Mobile home movers in Lumberton, NC work a corner of the state where two things shape almost every job: the interstate and the river. Lumberton straddles I-95 at Exit 22 — the East Coast's busiest truck artery — which makes it one of the easiest county seats in eastern North Carolina to reach with an oversize load, and it sits in the floodplain of the Lumber River, which makes siting and anchoring anything but routine. Quartz Transport & Install runs Robeson County out of a Lydia, SC yard at (828) 888-0327, barely 30 miles south down I-95, hauling single-wides, double-wides, and modular sections across the county and over the state line in either direction.

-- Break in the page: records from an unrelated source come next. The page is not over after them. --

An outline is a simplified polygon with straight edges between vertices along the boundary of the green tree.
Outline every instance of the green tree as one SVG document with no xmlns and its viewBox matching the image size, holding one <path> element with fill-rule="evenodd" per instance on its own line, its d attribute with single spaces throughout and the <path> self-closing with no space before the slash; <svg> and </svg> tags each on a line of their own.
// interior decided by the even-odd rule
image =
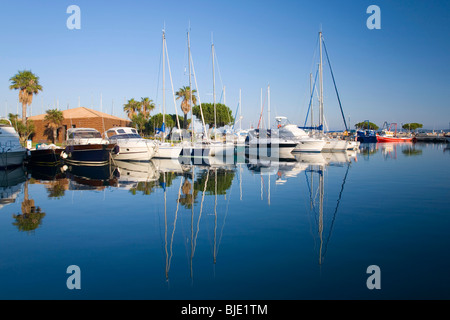
<svg viewBox="0 0 450 320">
<path fill-rule="evenodd" d="M 34 122 L 32 120 L 27 120 L 25 122 L 25 125 L 22 123 L 22 121 L 19 121 L 19 115 L 18 114 L 12 114 L 10 113 L 8 115 L 9 120 L 11 121 L 13 127 L 16 129 L 17 133 L 20 137 L 20 142 L 23 144 L 25 141 L 28 140 L 28 138 L 34 134 L 35 132 L 35 126 Z"/>
<path fill-rule="evenodd" d="M 47 110 L 46 113 L 44 120 L 47 122 L 47 128 L 53 133 L 53 143 L 56 143 L 58 129 L 61 128 L 64 116 L 62 111 L 58 109 L 50 109 Z"/>
<path fill-rule="evenodd" d="M 22 124 L 26 126 L 27 106 L 33 102 L 33 95 L 42 91 L 39 77 L 29 70 L 23 70 L 10 78 L 9 81 L 11 82 L 10 90 L 19 90 L 19 102 L 22 103 Z"/>
<path fill-rule="evenodd" d="M 130 99 L 123 105 L 123 111 L 125 111 L 128 118 L 133 121 L 133 117 L 141 111 L 141 102 L 134 100 L 134 98 Z"/>
<path fill-rule="evenodd" d="M 369 128 L 367 128 L 367 121 L 364 122 L 359 122 L 357 124 L 355 124 L 355 128 L 356 129 L 370 129 L 370 130 L 378 130 L 379 127 L 372 122 L 369 122 Z"/>
<path fill-rule="evenodd" d="M 152 112 L 154 109 L 155 104 L 153 103 L 153 100 L 151 100 L 150 98 L 141 98 L 140 112 L 142 113 L 144 119 L 150 119 L 150 112 Z"/>
<path fill-rule="evenodd" d="M 184 86 L 180 90 L 178 90 L 175 95 L 178 99 L 183 99 L 181 101 L 181 110 L 184 113 L 184 122 L 183 122 L 183 128 L 187 129 L 187 115 L 191 111 L 191 100 L 194 105 L 197 104 L 197 97 L 195 96 L 195 93 L 197 90 L 192 90 L 192 98 L 191 98 L 191 88 Z"/>
<path fill-rule="evenodd" d="M 402 126 L 403 129 L 405 130 L 409 130 L 409 131 L 416 131 L 417 129 L 423 128 L 423 124 L 421 123 L 416 123 L 416 122 L 412 122 L 412 123 L 405 123 Z"/>
<path fill-rule="evenodd" d="M 165 121 L 166 121 L 165 122 L 166 128 L 173 128 L 176 126 L 174 119 L 172 118 L 171 115 L 166 114 Z M 163 123 L 163 114 L 158 113 L 150 118 L 150 121 L 148 122 L 149 124 L 148 127 L 151 132 L 155 132 L 157 128 L 161 128 L 162 123 Z"/>
<path fill-rule="evenodd" d="M 205 119 L 205 124 L 209 127 L 214 127 L 214 104 L 212 103 L 202 103 L 202 112 Z M 201 119 L 200 106 L 194 106 L 192 113 L 199 119 Z M 226 105 L 217 103 L 216 104 L 216 121 L 217 128 L 223 127 L 225 125 L 233 124 L 233 112 Z"/>
</svg>

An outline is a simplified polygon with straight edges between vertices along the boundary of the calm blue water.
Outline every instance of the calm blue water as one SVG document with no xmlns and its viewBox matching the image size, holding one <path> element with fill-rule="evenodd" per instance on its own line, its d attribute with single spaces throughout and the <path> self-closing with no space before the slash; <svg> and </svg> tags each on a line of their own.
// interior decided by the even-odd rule
<svg viewBox="0 0 450 320">
<path fill-rule="evenodd" d="M 0 298 L 449 299 L 446 147 L 2 172 Z"/>
</svg>

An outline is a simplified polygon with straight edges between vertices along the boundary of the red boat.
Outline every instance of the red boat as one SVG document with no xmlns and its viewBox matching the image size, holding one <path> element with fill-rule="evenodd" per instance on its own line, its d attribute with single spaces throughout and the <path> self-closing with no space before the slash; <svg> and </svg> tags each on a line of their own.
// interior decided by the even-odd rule
<svg viewBox="0 0 450 320">
<path fill-rule="evenodd" d="M 395 131 L 392 131 L 392 126 Z M 377 142 L 413 142 L 414 137 L 397 137 L 397 124 L 391 123 L 389 129 L 383 130 L 381 135 L 377 134 Z"/>
</svg>

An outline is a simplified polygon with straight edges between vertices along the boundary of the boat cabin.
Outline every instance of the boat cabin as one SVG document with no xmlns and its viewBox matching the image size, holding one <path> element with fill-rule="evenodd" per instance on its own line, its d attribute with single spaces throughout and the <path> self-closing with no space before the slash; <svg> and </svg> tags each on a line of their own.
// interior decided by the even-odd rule
<svg viewBox="0 0 450 320">
<path fill-rule="evenodd" d="M 109 140 L 117 139 L 142 139 L 136 129 L 130 127 L 114 127 L 105 132 Z"/>
<path fill-rule="evenodd" d="M 99 131 L 92 128 L 70 128 L 67 130 L 67 144 L 103 144 Z"/>
</svg>

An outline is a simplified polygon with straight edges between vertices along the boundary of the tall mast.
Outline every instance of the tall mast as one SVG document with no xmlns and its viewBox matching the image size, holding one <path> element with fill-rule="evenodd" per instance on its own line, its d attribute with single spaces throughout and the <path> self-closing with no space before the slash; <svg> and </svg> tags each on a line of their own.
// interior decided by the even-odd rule
<svg viewBox="0 0 450 320">
<path fill-rule="evenodd" d="M 163 29 L 163 52 L 162 52 L 162 69 L 163 69 L 163 129 L 161 140 L 164 142 L 165 139 L 165 131 L 166 131 L 166 52 L 165 52 L 165 44 L 166 44 L 166 30 Z"/>
<path fill-rule="evenodd" d="M 242 130 L 242 98 L 241 98 L 241 89 L 239 89 L 239 130 Z"/>
<path fill-rule="evenodd" d="M 309 90 L 311 97 L 313 96 L 313 83 L 312 83 L 312 73 L 309 74 Z M 311 98 L 311 128 L 314 127 L 314 116 L 313 116 L 313 99 Z"/>
<path fill-rule="evenodd" d="M 190 29 L 190 26 L 189 26 Z M 192 126 L 192 134 L 191 134 L 191 142 L 194 143 L 194 117 L 192 112 L 192 82 L 191 82 L 191 40 L 189 38 L 189 31 L 187 33 L 188 40 L 188 60 L 189 60 L 189 105 L 191 107 L 191 126 Z"/>
<path fill-rule="evenodd" d="M 262 116 L 263 116 L 262 88 L 261 88 L 261 97 L 260 97 L 260 100 L 261 100 L 261 118 L 262 118 Z M 261 129 L 262 129 L 262 122 L 261 122 Z"/>
<path fill-rule="evenodd" d="M 323 65 L 322 65 L 322 31 L 319 32 L 319 48 L 320 48 L 320 64 L 319 64 L 319 81 L 320 81 L 320 105 L 319 117 L 322 133 L 324 131 L 324 115 L 323 115 Z"/>
<path fill-rule="evenodd" d="M 270 130 L 270 84 L 267 86 L 267 129 Z"/>
<path fill-rule="evenodd" d="M 214 42 L 211 44 L 211 54 L 212 54 L 212 72 L 213 72 L 213 103 L 214 103 L 214 139 L 216 139 L 217 130 L 217 113 L 216 113 L 216 75 L 214 68 Z"/>
</svg>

What a Lumberton move actually costs
A single-wide in-state move runs $3,000–$8,000 and a double-wide $7,000–$15,000; a cross-state relocation can reach $5,000–$25,000 depending on distance and section count. Robeson County is dead flat, which works in your favor — no mountain grade burning toter hours, and the I-95 corridor reaches most sites without a long rural detour. The levers that genuinely move a Lumberton quote are distance from the Lydia hub, unit width, the number of escorts the route requires, and the condition of the existing setup. A clean single-wide on standard piers is cheap to free; a home tied to a wraparound deck, hard-piped utilities, or — common here — an old below-grade pad in a flood zone takes more labor before it ever rolls. For the full breakdown, read our guide on how much it costs to move a mobile home, then get a hard number with a 24-hour written quote.
The routes: I-95, US 74, and US 301
Lumberton is a genuine highway crossing, and the road a crew picks decides the escort bill. I-95 is the north–south workhorse — north toward mobile home movers in Fayetteville and the Sandhills, south to the South Carolina line and our Pee Dee territory. US 74 — the future I-74 corridor — runs east toward Whiteville and the coast and west toward mobile home movers in Rockingham, and is the spine for runs down toward mobile home movers in Wilmington on the Cape Fear. US 301 shadows I-95 as the old-route alternative through St. Pauls and Pembroke when a low underpass or weight-posted bridge forces a crew off the interstate. The hazards out here aren't grades — they're the rail underpasses near downtown Lumberton, weight-posted crossings over the Lumber River and its swamp tributaries, and the narrow rural two-lanes around Maxton and Red Springs where an overhanging limb catches a 14-foot-tall load. A crew lead pre-drives the route before we commit to a date.
NC permits and the county tax certificate
North Carolina gates a move through the tax office, and Lumberton is squarely NC. Under N.C.G.S. § 105-316.1, you cannot move a manufactured home on a public road until the Robeson County tax collector issues a moving permit verifying that property taxes on the home are paid — and that permit only stays valid for seven days, so it has to be timed to the haul. On top of the county permit, the hauled home is an oversize load, so NCDOT requires a permit under NCDOT Publication MH-2 that fixes the legal route, the daylight travel window, and how many certified escorts ride front and rear. Quartz pulls the county tax-paid permit, files the NCDOT MH-2 permit, and coordinates the utility disconnect — so the move stays legal and you never chase paperwork through the Robeson County Office Building.
Flood-zone siting, setup, and anchoring
The haul is only half the job in Robeson County, because the Lumber River basin changed the rules. After Hurricane Matthew in 2016 and Hurricane Florence in 2018 flooded large stretches of Lumberton, many relocated and replacement homes now sit on elevated pads or taller pier blocking set above base flood elevation — which raises the blocking height, deepens the anchor work, and steepens the access a toter has to climb. On the new site we re-block the piers, level the chassis to a 1/4-inch tolerance, bolt up the marriage line on multi-section homes, and re-anchor. Coastal-plain Robeson County sits in HUD Wind Zone I, so anchoring follows the federal frame-tie and auger-anchor standard at HUD 24 CFR Part 3280, Subpart G, set to the elevation the flood zone demands. We finish with mobile home setup and anchoring the same week the home lands. Lumberton anchors our coastal-plain coverage for mobile home transport across NC — from the Sandhills to the Cape Fear.